Où est le vrai péril ? Faut-il craindre une inondation humaine qui submerge l’ancien continent et les pays neufs que les Européens avaient conquis à leur race ? Faut-il craindre, comme les Australiens elles Américains, une invasion pacifique de travailleurs jaunes, redoutables, par leurs qualités et leur peu de besoins ? Le péril est-il là ? Est-il ailleurs ?

« La Chine depuis des siècles était endormie ; mais la vie ne l’avait pas abandonnée. Elle fut réveillée par le canon européen. Le traité de Nankin, en 1842, ouvrait quatre nouvelles brèches dans la muraille d’exclusivisme : Amoy, Fou-tchéou, Ning-Po et Shang-Haï, — ajoutés à Canton, — formaient cinq points de contact entre la Chine et l’Occident. Cela commença à tirer la Chine de ses rêves saturniens. Mais il fallait plus encore pour l’éveiller tout à fait. Il fallait que le feu du palais d’Été lui brûlât les sourcils ; il fallait que le Russe atteignît, Kuldja, que le Français s’emparât du Tonkin… La Chine n’est déjà plus ce qu’elle était il y a cinq ans ; chaque rencontre, et surtout la dernière, en lui montrant sa faiblesse, lui a découvert en même temps sa force. » C’est le marquis Tseng qui parlait ainsi à la fin de 1886.

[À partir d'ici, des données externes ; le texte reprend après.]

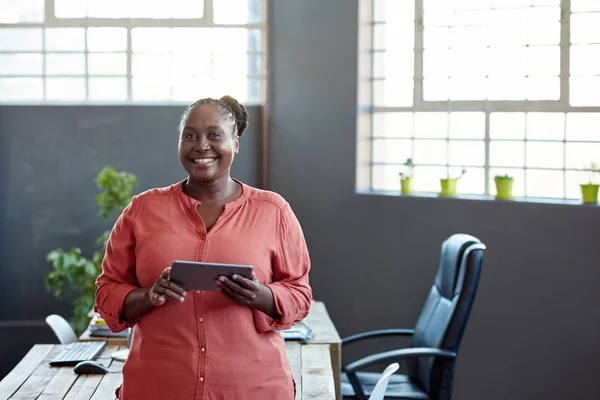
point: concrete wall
(534, 331)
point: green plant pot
(406, 186)
(589, 193)
(448, 187)
(504, 188)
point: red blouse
(206, 347)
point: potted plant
(449, 184)
(589, 191)
(504, 184)
(73, 275)
(406, 177)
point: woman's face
(208, 143)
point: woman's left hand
(240, 290)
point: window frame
(207, 21)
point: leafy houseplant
(448, 184)
(73, 275)
(504, 184)
(589, 191)
(406, 177)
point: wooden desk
(34, 378)
(324, 333)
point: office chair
(62, 329)
(437, 334)
(381, 386)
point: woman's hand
(240, 290)
(248, 292)
(163, 288)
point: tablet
(192, 275)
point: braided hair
(227, 105)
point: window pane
(584, 59)
(468, 89)
(581, 155)
(70, 8)
(583, 126)
(386, 177)
(434, 152)
(584, 28)
(107, 64)
(22, 11)
(574, 180)
(436, 89)
(392, 151)
(508, 88)
(467, 125)
(546, 126)
(108, 89)
(507, 154)
(148, 89)
(585, 90)
(548, 33)
(473, 182)
(393, 93)
(543, 88)
(21, 89)
(151, 65)
(393, 64)
(544, 155)
(21, 64)
(237, 11)
(541, 183)
(21, 39)
(65, 89)
(543, 61)
(518, 180)
(467, 153)
(65, 64)
(507, 125)
(584, 5)
(431, 125)
(192, 65)
(107, 39)
(427, 179)
(393, 124)
(65, 39)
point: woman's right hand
(163, 288)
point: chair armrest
(376, 334)
(395, 355)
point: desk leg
(336, 364)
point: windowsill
(475, 197)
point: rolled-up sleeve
(290, 286)
(118, 276)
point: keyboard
(76, 352)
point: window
(493, 86)
(130, 51)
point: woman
(203, 344)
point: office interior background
(340, 93)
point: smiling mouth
(204, 161)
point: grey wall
(49, 157)
(534, 331)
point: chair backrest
(444, 316)
(381, 386)
(63, 331)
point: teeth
(203, 160)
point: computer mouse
(90, 367)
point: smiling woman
(208, 345)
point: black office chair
(436, 336)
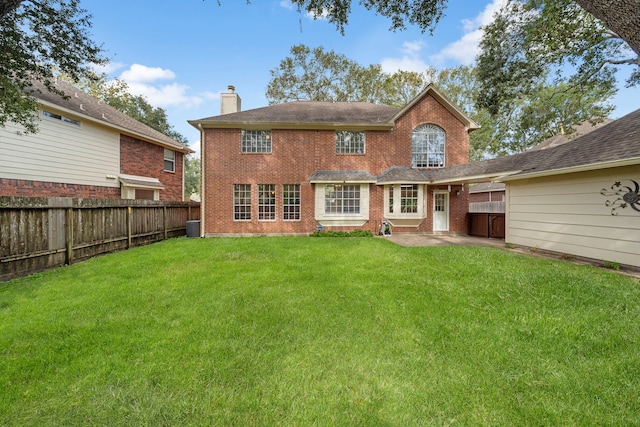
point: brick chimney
(230, 101)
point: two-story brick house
(289, 168)
(87, 149)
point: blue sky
(182, 54)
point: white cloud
(141, 73)
(286, 4)
(409, 61)
(107, 68)
(465, 50)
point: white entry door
(440, 211)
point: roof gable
(90, 108)
(430, 90)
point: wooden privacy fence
(37, 233)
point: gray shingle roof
(581, 129)
(309, 113)
(88, 106)
(617, 141)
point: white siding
(567, 214)
(61, 152)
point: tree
(545, 111)
(192, 175)
(622, 17)
(38, 38)
(530, 46)
(317, 75)
(116, 94)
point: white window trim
(257, 133)
(325, 219)
(167, 159)
(340, 133)
(410, 219)
(298, 204)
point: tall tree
(38, 38)
(318, 75)
(545, 111)
(530, 44)
(622, 17)
(116, 94)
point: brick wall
(18, 187)
(297, 154)
(141, 158)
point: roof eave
(573, 169)
(341, 181)
(497, 177)
(204, 124)
(120, 129)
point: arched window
(427, 147)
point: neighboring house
(297, 166)
(580, 198)
(85, 148)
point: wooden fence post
(164, 222)
(129, 214)
(69, 236)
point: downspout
(202, 180)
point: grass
(300, 331)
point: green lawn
(319, 331)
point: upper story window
(291, 202)
(60, 117)
(169, 160)
(427, 147)
(256, 141)
(242, 202)
(348, 142)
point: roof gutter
(498, 177)
(574, 169)
(204, 124)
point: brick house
(289, 168)
(87, 149)
(579, 198)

La Chine est réveillée : faut-il voir dans ce réveil un danger pour l’Occident ? « Non, répond-il ; les Chinois n’ont jamais été une race agressive : la Chine n’est pas dévorée de cette soif de conquêtes qui caractérise d’autres nations, et, contrairement à l’opinion généralement répandue en Europe, elle n’a nullement besoin de chercher dans d’autres contrées un déversoir nécessaire pour son trop-plein de population. »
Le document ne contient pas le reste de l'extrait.